Thanks Christoph, pretty convincing arguments below, the science and
engineering tradition of numpy and scipy has partially slipped my
mind.
>
> +1 on changing exog / endog to something else, because statsmodels is the
> only place where I've ever heard these terms and every time I use
> statsmodels (which is only a few times per year) I have to re-learn them.
> Wikipedia doesn't know anything about "exog" and "endog", using google I
> couldn't find anything useful quickly. Even in the statsmodels docs I
> couldn't find a good explanation.
definitely a documentation failure
>
> -1 on any of the proposals to use exog / endog internally and x / y in the
> user interface or the other way around, code / papers where exactly the same
> thing is called by different names in different places are just
> unnecessarily confusing.
That's exactly what I was thinking of as a compromise, use x,y in the
signature and some more informative names in the models and result
instances. (more below)
>
> Here's my proposal for a rename:
> xdata for what is called x at the moment.
> ydata for what is called y or endog at the moment.

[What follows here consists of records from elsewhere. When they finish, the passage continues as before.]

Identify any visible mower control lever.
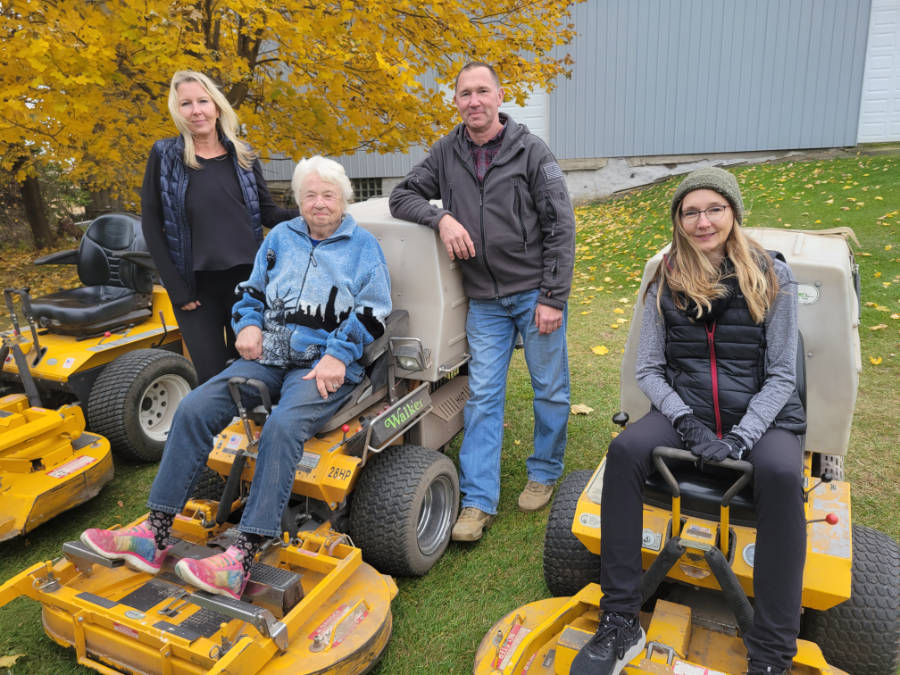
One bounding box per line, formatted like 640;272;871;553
803;470;834;501
216;377;272;525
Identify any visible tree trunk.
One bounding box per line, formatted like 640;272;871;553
19;176;53;248
84;190;124;220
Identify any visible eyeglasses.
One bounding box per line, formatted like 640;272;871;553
681;204;728;225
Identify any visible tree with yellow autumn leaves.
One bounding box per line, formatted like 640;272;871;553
0;0;574;244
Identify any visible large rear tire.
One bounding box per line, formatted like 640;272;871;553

xdata and ydata doesn't really look more informative than x, y
> dmatrix or design_matrix for what is called X or exog at the moment.
I never heard of a design_matrix before stats.models. That's an
unknown or (essentially) unused name in econometrics, since in
econometrics we seldom *design* or data.
R lm uses model and x for the dataframe and matrix of regressors. (I
don't know the details.) "model" is at least a weird name for a matrix
of explanatory variables.
I'm not sure in these cases whether it's the implementation that is
relevant or just the examples that use x and y.
>
> Thanks for working on statsmodels and considering huge API changes with
> renaming the basic input parameters and integrating formulas.
> I believe it would make statsmodels much more accessible to physicists (and
> I believe most other scientists and engineers, basically most data analysts
> outside econometrics / statistics?) and would be worth the trouble now in
> the long run.
>
> Christoph
>
I can see that exog/endog doesn't have much meaning outside of
econometrics, social and a few other sciences.
My problem is that I really don't like letter names. x, y, i are in my
opinion temporary variables. I try not to use i as a loop index unless
the loop is just a few lines or a list comprehension. In longer loops
I always worry I might have used `i` already and better not use it at
all. x and y are also generic names, I might have used them as temp
variable, which would accidentally overwrite the real ones. (xdata and
ydata sounds better again.)
As alternative to exogenous and endogenous variables, I think, the
only ones that are not a misnomer in some cases are dependent variable
and explanatory variables, independent variable is a nicer name but
means roughly the same as exog.
I never found a good short name for explanatory variable.
How deep do we want to change?
Given that Alan and I are a small minority, let's assume we switch to x and y.
Changing the signature of the models is easy OLS(y, x) RLM(y,x)
The question is what to do internally.
OLS, WLS, GLS, RLM, GLM and discrete: large parts of our current core
models are easy y=endog, x=exog, Then, there are wexog, wendog.
Do any users care what ols_results.models.wendog is called?
In tsa it gets a bit more complicated,
VARX has the regression matrix [past y, constant, trend, and real x]
(where x=exogenous variables and not yet implemented) (and the
regression matrix is shortened relative to the full data)
ARX, ARMAX similar to VARX, except it uses Kalman Filter and state
space representation.
some discrete and GLM models allow for 2d y/exog that stacks some
additional information.
...
multi-equation models
GLSHet(endog, exog, exog_var=None, weights=None, link=None)
system of equations ...
.....
datasets
from statsmodels.datasets.longley import load
data = load()
data.endog, data.exog - I know from the name that these are for
the estimation
data.x - I have no idea whether this is the transformed, selected
data for the estimation example or the full dataset, or just some
intermediate data
documentation
examples: What do people use, when there is a specific dataset
x_longley ?
x_grunfeld ?
my style:
>>> sorted([name for name in locals().keys() if name[0] in ['e', 'y', 'x']])
['endog_aircraft', 'endog_sal', 'endog_sal0', 'endog_wood',
'exog_aircraft', 'exog_sal', 'exog_sal0', 'exog_wood']
Josef